And here is St. John's wort...

Arising from below ground, the primary shoot is a straight, vertical axis bearing leaves in an opposite, decussate arrangement--an opposite pair at one node and the next pair, positioned 2.5 to 3.5 cm away, rotated 90 degrees.

The leaves of St. John's wort have no petioles. On the main (primary) stem, the blades are narrowly elliptic to narrowly lanceolate, less than 2.5 cm long and up to 1.0 cm wide, and smooth (entire) along the margins. Each blade has several prominent veins that diverge sharply from the midvein upward toward the leaf tip and dozens of translucent dots, the hypericin-producing glands. These, the largest leaves, are often pushed downward when the lateral shoots form, and the blade tends to be rolled upward (it is sometimes slightly involute).

A vertical ridge forms on the internode from the base of each leaf to the node below it, so that the stems have these diagnostic pairs of ridges, rotated 90 degrees from the pair above and below. Each node has a prominent ring around it. Neither the leaf nor the stem possesses any hairs (the plant is glabrous).

There is virtually no resting phase in the development of lateral shoots from the axillary buds of each node along the vertical stem. Lateral shoots grow at a very consistent angle (about 45 degrees), forming a plant body that looks like a truncated, four-sided obelisk.

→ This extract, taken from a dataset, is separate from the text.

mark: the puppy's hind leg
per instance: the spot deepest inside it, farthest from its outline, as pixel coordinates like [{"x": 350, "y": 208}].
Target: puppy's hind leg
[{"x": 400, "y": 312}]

Leaves along the lateral shoots are half the size of those on the primary shoot, and from their axillary buds form another order of lateral shoots that appear like tufts of very small leaves because the internodes of these shoots never elongate.

Flowers form in cymes on the top of the canopy, and often several flowers are open each day. Measuring 2.1 to 2.5 cm across, the flowers bear five golden-yellow petals with black dots (glands) and five green sepals. The petals are distinctly asymmetrical, irregularly serrated on either the left or the right side. Stamens are formed in three fascicles--two large (up to 28 stamens fused at their bases) and one smaller (about 20 stamens). The pistil has three widely spreading green styles. Sepals remain attached after the petals and stamens are lost, and the ovary develops into a capsular fruit that splits open along the partitions (a septicidal capsule).